Although Parkinson’s disease (PD) is most commonly viewed as a “movement disorder,” scientists have found that the disease also causes widespread abnormalities in touch and vision—effects that have now been verified using functional magnetic resonance imaging (fMRI) of the brain. The new findings, by scientists at Emory School of Medicine and Zhejiang University Medical School in Hangzhou, China, were presented at a recent Society for Neuroscience meeting in Atlanta.

Scientists studying PD previously have focused on the brain’s motor and premotor cortex, but not the somatosensory or the visual cortex. But Emory neurologist Krish Sathian and colleagues had discovered earlier, through tests of tactile ability, that PD patients have sensory problems with touch. They designed a study using fMRI to investigate the brain changes underlying these sensory abnormalities.

Sathian’s research group studied six patients with moderately advanced PD and six age-matched healthy controls. After documenting the typical movement problems of PD and ruling out dementia and nerve problems in the PD patients, they administered a common test of tactile ability to both groups, asking the participants to use their fingers to distinguish the orientation of ridges and grooves on plastic gratings. At the same time, they conducted a brain-scanning study using fMRI. This technology measures activations of neurons in different areas of the brain by means of variations in blood flow as an individual does a particular task.

The fMRI scans showed that the PD patients had much less activation of the somatosensory areas in the brain’s cortex than did the healthy controls. The scientists also were surprised to find similar widespread differences in the visual cortex, even though the task involved touch, not vision.

“Our finding that the visual cortex is affected in Parkinson’s disease, while surprising, makes sense given that our laboratory and many others have shown previously that areas of the brain’s visual cortex are intimately involved in the sense of touch,” Sathian noted. “Although the reasons for this are uncertain, they may involve a process of mental visualization of the tactile stimuli and may also reflect a multisensory capability of the visual cortex.”
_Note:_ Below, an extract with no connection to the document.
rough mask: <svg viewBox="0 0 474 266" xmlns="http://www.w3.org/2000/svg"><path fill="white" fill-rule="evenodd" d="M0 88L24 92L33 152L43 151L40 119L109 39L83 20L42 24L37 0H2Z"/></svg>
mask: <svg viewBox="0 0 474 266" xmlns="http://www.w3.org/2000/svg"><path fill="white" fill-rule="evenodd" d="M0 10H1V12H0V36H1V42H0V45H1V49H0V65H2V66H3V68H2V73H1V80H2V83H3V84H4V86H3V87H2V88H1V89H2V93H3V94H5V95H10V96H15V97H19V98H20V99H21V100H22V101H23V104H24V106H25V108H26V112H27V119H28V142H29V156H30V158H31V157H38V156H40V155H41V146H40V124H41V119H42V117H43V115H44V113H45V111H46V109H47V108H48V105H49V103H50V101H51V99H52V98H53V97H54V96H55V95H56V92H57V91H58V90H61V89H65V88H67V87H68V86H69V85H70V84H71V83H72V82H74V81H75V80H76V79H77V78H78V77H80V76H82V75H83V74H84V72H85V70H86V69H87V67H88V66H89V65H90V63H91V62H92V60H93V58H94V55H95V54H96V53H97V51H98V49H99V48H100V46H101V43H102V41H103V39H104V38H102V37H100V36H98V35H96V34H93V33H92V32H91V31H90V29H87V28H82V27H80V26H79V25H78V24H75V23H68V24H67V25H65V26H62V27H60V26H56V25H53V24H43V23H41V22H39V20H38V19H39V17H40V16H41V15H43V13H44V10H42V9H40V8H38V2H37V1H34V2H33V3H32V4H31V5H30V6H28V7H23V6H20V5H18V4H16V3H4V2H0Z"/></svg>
Sathian said the study shows that the traditional boundaries between brain systems involved in touch and vision, and between those involved in sensation and movement, are artificial constructs that break down with more in-depth study. From a practical standpoint, it shows that patients with PD and other movement disorders have considerable problems in addition to movement control.

“These problems need to be appreciated in caring for these patients and in designing newer strategies for treatment and rehabilitation,” Sathian emphasized.